First, there is the question about how to create the thread. What you first need is a CWinThread-derived class, which is then necessarily a CCmdTarget-derived object. Use the ClassWizard to create it, and you will get all the correct declarations. For purposes of this essay, it will be called CMyThread.
Now, you would expect to use AfxBeginThread, in the approved fashion, doing
CMyThread * thread = AfxBeginThread(RUNTIME_CLASS(CMyThread));
Well, it isn't quite that easy. It should be, but it isn't. What's missing here is a way to pass initial parameters in to the thread!
Consider a couple cases: you don't have a CMyThread object until the AfxBeginThread completes. But by the time you get control, the thread may already be running, and therefore it may be too late to set any values.

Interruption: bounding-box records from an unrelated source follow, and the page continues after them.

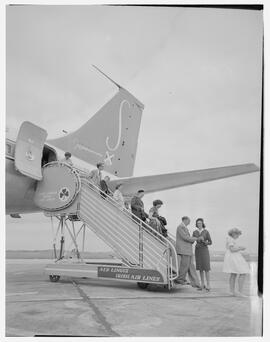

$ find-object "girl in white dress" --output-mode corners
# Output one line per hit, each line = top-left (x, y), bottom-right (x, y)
(223, 228), (249, 297)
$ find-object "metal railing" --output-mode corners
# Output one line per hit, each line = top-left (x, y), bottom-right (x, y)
(78, 178), (178, 281)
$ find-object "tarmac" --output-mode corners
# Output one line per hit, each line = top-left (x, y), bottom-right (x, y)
(6, 259), (262, 337)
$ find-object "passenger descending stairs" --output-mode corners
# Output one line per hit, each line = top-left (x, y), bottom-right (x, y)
(78, 178), (178, 281)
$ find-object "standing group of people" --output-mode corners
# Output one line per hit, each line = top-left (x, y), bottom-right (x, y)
(176, 216), (212, 291)
(175, 216), (249, 297)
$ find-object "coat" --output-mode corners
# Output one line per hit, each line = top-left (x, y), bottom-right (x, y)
(176, 223), (197, 255)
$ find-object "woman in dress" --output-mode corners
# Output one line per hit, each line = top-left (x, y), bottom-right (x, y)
(193, 218), (212, 291)
(113, 184), (125, 209)
(223, 228), (249, 297)
(149, 200), (163, 234)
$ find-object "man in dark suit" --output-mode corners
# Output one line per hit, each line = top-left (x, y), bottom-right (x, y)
(130, 190), (148, 222)
(100, 176), (112, 198)
(175, 216), (201, 287)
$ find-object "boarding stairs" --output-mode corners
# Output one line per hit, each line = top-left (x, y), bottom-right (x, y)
(35, 163), (178, 289)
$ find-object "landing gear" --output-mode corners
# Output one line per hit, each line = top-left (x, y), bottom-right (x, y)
(137, 283), (149, 290)
(50, 274), (60, 283)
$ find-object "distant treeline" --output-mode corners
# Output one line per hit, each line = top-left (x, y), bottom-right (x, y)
(6, 249), (258, 261)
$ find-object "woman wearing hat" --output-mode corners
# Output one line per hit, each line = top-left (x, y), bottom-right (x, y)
(193, 218), (212, 291)
(149, 200), (163, 234)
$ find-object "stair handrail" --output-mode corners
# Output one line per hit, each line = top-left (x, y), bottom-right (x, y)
(81, 176), (178, 279)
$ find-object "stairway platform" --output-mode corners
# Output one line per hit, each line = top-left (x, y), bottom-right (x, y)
(44, 260), (167, 285)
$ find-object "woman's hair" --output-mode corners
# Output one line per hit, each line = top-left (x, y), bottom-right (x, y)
(228, 228), (242, 236)
(153, 200), (163, 207)
(195, 218), (205, 228)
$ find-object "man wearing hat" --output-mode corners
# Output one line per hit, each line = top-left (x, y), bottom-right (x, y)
(130, 190), (148, 221)
(60, 152), (73, 166)
(88, 162), (104, 188)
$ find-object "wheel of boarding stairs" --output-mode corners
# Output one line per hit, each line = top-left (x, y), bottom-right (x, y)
(137, 283), (149, 290)
(50, 274), (60, 283)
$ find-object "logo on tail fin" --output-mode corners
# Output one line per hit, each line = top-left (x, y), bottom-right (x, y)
(106, 100), (130, 151)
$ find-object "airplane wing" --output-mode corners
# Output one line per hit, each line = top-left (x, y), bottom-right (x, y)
(109, 164), (259, 196)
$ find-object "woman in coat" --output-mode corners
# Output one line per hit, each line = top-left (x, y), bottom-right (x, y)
(193, 218), (212, 291)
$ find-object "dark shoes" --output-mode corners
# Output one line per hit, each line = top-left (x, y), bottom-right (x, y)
(174, 279), (187, 285)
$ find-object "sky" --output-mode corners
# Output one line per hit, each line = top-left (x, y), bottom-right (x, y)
(6, 5), (263, 253)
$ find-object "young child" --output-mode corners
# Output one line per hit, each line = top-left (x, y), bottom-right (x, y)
(223, 228), (249, 297)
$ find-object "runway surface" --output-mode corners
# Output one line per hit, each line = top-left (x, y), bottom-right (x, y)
(6, 259), (262, 337)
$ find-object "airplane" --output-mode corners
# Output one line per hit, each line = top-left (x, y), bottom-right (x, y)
(6, 66), (259, 218)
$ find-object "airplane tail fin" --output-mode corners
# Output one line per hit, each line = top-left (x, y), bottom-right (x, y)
(49, 68), (144, 177)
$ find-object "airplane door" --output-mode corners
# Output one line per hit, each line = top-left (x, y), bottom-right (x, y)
(15, 121), (47, 180)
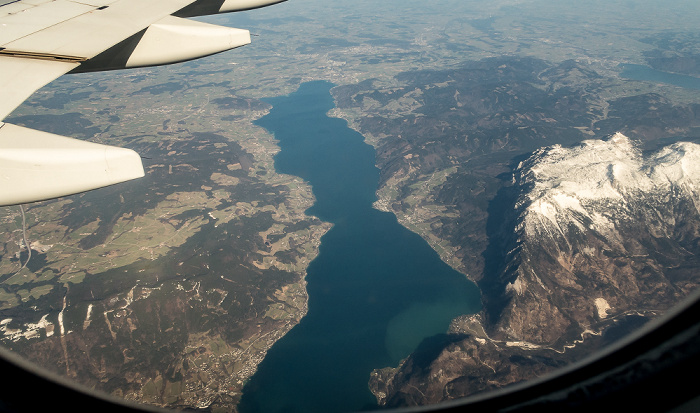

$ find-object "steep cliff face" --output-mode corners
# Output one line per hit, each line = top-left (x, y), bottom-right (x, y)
(487, 133), (700, 345)
(370, 133), (700, 406)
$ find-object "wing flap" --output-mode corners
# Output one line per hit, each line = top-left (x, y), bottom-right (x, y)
(0, 0), (192, 59)
(0, 123), (144, 206)
(0, 56), (78, 120)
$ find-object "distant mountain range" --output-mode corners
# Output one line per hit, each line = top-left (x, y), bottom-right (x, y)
(370, 133), (700, 406)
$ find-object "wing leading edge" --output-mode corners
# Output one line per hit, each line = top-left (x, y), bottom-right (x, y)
(0, 0), (284, 206)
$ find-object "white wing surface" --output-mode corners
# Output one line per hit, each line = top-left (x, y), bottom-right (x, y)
(0, 0), (284, 205)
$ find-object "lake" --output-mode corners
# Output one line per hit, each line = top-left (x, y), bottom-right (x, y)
(620, 63), (700, 90)
(239, 81), (481, 413)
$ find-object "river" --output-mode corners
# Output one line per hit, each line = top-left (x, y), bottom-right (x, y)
(239, 81), (481, 413)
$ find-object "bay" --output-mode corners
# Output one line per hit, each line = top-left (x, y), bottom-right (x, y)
(620, 63), (700, 90)
(239, 81), (481, 413)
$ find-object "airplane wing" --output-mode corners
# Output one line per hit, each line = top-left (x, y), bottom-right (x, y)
(0, 0), (284, 206)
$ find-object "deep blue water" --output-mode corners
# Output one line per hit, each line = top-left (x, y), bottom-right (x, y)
(620, 64), (700, 90)
(239, 81), (481, 413)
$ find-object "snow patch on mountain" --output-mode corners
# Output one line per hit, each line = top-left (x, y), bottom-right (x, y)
(513, 133), (700, 243)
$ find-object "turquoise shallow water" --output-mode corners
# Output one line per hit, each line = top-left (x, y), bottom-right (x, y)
(239, 81), (481, 413)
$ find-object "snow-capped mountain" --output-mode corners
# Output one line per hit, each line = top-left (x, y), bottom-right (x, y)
(487, 133), (700, 345)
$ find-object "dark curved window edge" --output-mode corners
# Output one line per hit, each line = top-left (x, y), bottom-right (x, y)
(0, 290), (700, 413)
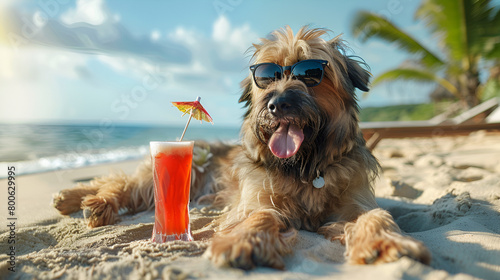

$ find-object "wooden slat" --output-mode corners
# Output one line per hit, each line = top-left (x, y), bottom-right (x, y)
(360, 123), (500, 149)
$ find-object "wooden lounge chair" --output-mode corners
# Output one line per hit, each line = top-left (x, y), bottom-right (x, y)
(360, 98), (500, 150)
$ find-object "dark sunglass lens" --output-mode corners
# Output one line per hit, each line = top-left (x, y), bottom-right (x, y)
(254, 64), (281, 88)
(292, 60), (323, 87)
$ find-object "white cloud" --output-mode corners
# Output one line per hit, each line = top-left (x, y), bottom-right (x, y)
(61, 0), (108, 25)
(212, 16), (258, 56)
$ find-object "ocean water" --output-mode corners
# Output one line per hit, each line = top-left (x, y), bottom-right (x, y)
(0, 124), (239, 178)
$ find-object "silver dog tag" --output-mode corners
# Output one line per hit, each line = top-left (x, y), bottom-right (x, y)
(313, 176), (325, 189)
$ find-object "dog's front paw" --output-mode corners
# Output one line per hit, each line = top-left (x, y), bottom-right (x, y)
(82, 195), (119, 228)
(51, 189), (82, 215)
(205, 232), (291, 270)
(346, 232), (431, 264)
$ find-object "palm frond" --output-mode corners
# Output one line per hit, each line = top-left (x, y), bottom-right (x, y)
(351, 11), (445, 68)
(415, 0), (499, 66)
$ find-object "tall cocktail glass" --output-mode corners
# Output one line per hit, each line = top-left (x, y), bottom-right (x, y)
(150, 141), (194, 243)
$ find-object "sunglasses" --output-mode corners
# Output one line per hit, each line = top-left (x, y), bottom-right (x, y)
(250, 59), (328, 89)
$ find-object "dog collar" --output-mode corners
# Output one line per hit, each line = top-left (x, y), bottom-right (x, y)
(313, 171), (325, 189)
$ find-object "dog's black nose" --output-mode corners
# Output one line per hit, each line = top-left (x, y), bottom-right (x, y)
(267, 96), (292, 115)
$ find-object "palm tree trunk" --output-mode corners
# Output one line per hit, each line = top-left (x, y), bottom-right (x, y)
(459, 71), (481, 108)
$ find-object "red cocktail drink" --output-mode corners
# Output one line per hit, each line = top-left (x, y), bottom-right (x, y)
(150, 141), (194, 243)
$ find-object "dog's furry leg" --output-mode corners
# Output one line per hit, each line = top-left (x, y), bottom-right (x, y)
(206, 210), (297, 269)
(345, 208), (431, 264)
(52, 183), (99, 215)
(318, 222), (346, 245)
(53, 160), (154, 227)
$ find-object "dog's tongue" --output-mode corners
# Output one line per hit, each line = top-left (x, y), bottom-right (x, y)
(269, 123), (304, 158)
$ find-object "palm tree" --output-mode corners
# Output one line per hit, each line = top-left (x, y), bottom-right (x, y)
(352, 0), (500, 107)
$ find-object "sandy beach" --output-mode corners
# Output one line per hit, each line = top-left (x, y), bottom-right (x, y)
(0, 131), (500, 279)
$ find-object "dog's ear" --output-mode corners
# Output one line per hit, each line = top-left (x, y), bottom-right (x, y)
(346, 57), (371, 91)
(238, 77), (252, 117)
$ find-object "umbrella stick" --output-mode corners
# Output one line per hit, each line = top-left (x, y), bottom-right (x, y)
(179, 110), (193, 142)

There are a couple solutions to this. One is to create the thread suspended, by providing the CREATE_SUSPENDED flag. Note that because this does not default we have to provide the intermediate parameters, the thread priority and the call stack size, so provide the values which are the defaults:
CMyThread * thread = AfxBeginThread(RUNTIME_CLASS(CMyThread), THREAD_PRIORITY_NORMAL, 0, // stack size CREATE_SUSPENDED);
And upon completion, you can then set any member variables in the class, and explicitly resume the thread:
thread->m_Whatever = ...; thread->m_OtherThing = ...; thread->ResumeThread();
I chose to do the two-step method suggested in the AfxBeginThread documentation:
CMyThread * thread = new CMyThread(); thread->m_Whatever = ...; thread->m_OtherThing = ...; thread->CreateThread();
I did this just because I did not like to explicitly specify the defaults.